Case study - Capturing and creating content for HoloTour

HoloTour for Microsoft HoloLens provides immersive 3D personal tours of iconic locations around the world. As the designers, artists, producers, audio designers, and developers working on this project found out, creating a convincingly real 3D rendering of a well-known location takes a unique blend of creative and technological wizardry.

The tech

With HoloTour, we wanted to make it possible for people to visit some of the world’s most amazing destinations—like the ruins of Machu Picchu in Peru or the modern day Piazza Navona in Italy—right from their own living rooms. Our team made it the goal of HoloTour to “make you feel like you’re really there.” The experience needed to be more than just pictures or videos. By leveraging the unique display, tracking, and audio technology of HoloLens we believed we could virtually transport you to another place. We would need to capture the sights, sounds, and three-dimensional geometry of every location we visited and then recreate that within our app.

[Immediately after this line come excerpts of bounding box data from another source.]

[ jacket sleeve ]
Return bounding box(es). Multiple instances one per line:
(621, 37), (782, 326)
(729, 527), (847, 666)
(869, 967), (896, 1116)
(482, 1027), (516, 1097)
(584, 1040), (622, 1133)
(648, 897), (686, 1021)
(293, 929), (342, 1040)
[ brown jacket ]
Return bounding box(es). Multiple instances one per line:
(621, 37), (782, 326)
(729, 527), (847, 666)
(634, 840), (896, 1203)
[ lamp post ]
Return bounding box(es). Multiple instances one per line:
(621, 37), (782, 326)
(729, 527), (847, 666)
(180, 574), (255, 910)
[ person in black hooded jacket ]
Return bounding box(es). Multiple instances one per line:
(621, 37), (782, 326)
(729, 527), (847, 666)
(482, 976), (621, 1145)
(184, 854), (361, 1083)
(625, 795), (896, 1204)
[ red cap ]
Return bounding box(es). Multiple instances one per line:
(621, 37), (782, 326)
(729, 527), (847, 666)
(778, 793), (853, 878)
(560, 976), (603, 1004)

In order to do this, we needed a 360° camera rig with directional audio capture. It needed to capture at extremely high resolution, so that the footage would look crisp when played back on a HoloLens and the cameras would need to be positioned close together in order to minimize stitching artifacts. We wanted full spherical coverage, not just along the horizon, but above and below you as well. The rig also needed to be portable so that we could take it all over the world. We evaluated available off-the-shelf options and realized they simply weren’t good enough to realize our vision – either because of resolution, cost, or size. If we couldn’t find a camera rig that satisfied our needs, we would have to build one ourselves.

Building the rig

The first version—made from cardboard, Velcro, duct tape, and 14 GoPro cameras—was something MacGyver would have been proud of. After reviewing everything from low-end solutions to custom manufactured rigs, GoPro cameras were ultimately the best option for us because they were small, affordable, and had easy-to-use memory storage. The small form factor was especially important because it allowed us to place cameras fairly close together—the smaller the distance between cameras, the smaller the stitching artifacts will be. Our unique camera arrangement allowed us to get full sphere coverage plus enough overlap to intelligently align cameras and smooth out some artifacts during the stitching process.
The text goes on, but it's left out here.